Figure 5. Regulation of egl-17 Expression in the 1° Vulval Cells.

(A–L) Nomarski (left), fluorescence (center), and overlaid (right). Display animals from Table 1. Arrows indicate the position of the visible vulF cells during the mid L4 stage. All animals displayed carry the ayIs4 transgene in their background. (A) In wild-type animals egl-17 expression is absent in the vulE and vulF cells.

(B) nhr-67 RNAi typically results in ectopic egl-17 expression in one out of four vulF cells. In contrast, egl-17 remains off in the vulE cells.

(C) In cog-1(sy275) mutants, egl-17 is misexpressed in vulE cells and is absent in vulF cells.

(D) cog-1(sy275); nhr-67 RNAi doubles show a markedly stronger derepression phenotype in both 1° vulE and vulF lineages.

(E) In egl-38(n578) mutants, egl-17 expression is invariably off in both vulE and vulF cells.

(F) egl-38(n578); nhr-67 RNAi doubles show robust expression of egl-17 in both vulE and vulF cells.
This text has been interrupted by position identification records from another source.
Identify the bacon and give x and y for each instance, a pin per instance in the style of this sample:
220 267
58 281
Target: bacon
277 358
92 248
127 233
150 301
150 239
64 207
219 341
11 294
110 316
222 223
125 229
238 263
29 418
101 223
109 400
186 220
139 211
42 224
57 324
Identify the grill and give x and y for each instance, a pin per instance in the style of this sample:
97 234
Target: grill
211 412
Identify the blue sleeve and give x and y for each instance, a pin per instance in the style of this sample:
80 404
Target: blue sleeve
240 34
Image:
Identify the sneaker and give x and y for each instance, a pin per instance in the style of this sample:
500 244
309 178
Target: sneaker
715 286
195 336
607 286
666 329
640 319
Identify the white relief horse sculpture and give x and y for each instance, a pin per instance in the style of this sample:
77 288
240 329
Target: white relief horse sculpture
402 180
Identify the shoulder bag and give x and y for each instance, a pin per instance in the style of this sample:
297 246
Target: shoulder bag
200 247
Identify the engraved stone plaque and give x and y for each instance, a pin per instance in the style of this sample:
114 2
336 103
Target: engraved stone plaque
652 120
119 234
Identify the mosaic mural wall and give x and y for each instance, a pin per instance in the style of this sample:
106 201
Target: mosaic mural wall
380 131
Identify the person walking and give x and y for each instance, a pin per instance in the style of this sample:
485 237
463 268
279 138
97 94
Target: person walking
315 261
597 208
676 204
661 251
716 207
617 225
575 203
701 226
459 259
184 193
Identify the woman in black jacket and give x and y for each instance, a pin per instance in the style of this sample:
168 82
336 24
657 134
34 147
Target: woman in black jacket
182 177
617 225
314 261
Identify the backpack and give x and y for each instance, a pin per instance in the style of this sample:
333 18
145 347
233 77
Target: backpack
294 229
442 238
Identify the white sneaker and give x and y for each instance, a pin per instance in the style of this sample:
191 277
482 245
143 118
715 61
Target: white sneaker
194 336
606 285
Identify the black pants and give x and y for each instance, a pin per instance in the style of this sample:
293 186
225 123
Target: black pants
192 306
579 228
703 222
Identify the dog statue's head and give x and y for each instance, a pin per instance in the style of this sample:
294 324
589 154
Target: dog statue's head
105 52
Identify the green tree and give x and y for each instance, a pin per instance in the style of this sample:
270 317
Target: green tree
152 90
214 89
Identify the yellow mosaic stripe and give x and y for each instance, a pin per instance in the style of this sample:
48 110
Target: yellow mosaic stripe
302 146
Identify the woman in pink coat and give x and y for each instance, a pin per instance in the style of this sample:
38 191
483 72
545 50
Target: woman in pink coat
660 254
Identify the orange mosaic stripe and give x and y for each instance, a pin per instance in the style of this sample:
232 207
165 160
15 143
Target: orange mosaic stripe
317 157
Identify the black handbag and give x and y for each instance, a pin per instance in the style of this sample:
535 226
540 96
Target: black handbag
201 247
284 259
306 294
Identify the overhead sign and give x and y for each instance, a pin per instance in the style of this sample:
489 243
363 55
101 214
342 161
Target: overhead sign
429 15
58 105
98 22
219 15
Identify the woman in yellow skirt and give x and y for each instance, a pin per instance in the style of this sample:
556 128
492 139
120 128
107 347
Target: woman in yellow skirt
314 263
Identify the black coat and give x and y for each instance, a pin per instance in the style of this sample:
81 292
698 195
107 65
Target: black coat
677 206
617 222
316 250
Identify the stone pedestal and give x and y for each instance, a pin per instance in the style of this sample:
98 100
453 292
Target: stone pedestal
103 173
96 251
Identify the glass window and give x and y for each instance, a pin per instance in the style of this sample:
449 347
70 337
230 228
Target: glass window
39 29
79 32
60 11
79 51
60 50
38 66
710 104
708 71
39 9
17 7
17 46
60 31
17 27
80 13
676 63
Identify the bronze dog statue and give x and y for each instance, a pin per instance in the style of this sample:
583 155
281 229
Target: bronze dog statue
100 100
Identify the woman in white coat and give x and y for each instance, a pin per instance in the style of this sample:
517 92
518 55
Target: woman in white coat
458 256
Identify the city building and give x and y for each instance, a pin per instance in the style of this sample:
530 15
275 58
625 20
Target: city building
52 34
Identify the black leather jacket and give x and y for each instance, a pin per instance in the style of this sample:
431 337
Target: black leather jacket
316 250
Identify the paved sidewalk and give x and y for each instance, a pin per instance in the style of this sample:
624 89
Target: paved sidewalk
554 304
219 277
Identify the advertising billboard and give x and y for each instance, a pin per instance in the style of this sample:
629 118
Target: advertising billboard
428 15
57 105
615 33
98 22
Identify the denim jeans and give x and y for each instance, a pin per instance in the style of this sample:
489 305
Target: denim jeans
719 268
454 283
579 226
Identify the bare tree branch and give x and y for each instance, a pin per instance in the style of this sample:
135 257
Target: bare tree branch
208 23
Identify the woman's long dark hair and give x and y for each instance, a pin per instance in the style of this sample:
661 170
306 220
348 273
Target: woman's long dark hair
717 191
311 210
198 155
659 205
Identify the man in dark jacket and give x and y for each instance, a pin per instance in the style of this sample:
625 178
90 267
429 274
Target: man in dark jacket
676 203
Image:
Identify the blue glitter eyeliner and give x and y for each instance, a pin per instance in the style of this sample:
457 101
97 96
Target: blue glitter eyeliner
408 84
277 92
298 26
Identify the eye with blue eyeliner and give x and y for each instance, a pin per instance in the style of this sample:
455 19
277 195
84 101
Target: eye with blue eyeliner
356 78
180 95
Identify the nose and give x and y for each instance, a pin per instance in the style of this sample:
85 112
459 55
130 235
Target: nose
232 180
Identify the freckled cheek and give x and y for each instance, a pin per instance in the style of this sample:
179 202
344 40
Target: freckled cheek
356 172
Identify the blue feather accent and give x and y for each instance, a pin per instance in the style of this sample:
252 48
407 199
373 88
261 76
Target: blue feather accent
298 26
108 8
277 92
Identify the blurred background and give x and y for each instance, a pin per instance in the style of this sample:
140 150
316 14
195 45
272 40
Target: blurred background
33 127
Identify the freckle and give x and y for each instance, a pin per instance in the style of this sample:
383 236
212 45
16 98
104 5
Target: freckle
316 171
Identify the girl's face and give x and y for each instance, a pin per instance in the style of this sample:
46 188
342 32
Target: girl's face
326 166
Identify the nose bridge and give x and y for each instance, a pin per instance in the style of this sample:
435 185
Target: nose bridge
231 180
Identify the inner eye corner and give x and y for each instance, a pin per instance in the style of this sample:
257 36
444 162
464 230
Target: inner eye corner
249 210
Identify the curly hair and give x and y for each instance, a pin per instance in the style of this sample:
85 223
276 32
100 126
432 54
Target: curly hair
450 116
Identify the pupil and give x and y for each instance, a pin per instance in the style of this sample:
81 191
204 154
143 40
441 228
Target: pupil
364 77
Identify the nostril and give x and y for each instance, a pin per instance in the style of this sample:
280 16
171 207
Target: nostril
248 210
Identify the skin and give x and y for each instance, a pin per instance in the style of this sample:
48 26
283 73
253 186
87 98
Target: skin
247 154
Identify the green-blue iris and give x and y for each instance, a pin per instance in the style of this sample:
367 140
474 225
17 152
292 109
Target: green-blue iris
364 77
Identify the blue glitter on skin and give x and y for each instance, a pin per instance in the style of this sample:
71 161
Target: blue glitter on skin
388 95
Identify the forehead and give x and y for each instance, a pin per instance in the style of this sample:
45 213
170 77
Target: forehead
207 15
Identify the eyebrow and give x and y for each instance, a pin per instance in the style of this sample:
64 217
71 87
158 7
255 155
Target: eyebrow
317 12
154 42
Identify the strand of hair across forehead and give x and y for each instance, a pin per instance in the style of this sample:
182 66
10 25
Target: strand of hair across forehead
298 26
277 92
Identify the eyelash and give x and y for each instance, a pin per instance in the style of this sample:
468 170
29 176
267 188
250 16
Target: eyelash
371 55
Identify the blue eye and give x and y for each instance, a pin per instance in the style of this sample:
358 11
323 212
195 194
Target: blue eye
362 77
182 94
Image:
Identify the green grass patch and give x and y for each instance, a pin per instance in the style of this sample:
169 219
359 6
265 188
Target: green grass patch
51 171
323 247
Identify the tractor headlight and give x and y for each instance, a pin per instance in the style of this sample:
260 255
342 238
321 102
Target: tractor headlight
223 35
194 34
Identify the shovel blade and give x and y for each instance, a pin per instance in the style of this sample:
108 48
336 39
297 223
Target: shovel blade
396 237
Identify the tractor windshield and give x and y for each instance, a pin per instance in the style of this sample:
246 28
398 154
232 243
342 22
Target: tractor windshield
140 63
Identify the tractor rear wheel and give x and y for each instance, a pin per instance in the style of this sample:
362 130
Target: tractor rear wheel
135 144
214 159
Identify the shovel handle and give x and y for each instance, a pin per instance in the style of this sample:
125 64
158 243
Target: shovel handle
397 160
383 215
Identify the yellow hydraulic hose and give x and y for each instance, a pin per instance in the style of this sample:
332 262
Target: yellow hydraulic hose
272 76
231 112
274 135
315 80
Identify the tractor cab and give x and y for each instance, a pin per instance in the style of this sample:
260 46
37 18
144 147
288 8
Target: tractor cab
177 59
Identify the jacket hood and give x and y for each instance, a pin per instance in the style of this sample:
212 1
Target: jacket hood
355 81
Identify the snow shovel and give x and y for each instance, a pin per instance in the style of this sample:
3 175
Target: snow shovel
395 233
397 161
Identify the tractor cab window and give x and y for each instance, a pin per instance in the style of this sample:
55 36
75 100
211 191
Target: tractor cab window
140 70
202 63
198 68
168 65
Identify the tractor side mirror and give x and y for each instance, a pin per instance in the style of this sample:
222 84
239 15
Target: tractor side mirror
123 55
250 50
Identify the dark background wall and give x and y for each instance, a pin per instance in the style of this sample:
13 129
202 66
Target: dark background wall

(G) In lin-11(n389) animals, egl-17 expression is absent.

(H) In lin-11(n389); nhr-67 RNAi doubles, the ectopic egl-17 expression in vulF is eliminated.

(I) cog-1(sy275); egl-38(n578) mutants misexpress egl-17 in vulE and vulF cells.

(J) The cog-1 (sy275); egl-38(n578); nhr-67 RNAi triple shows complete egl-17 derepression in all the vulE and vulF descendants.

(K) In cog-1(sy275); egl-38(n578); lin-11(n389) mutants, egl-17 is completely absent.

(L) In cog-1(sy275); egl-38(n578); lin-11(n389); nhr-67 RNAi quadruples, egl-17 expression in the vulva is abolished.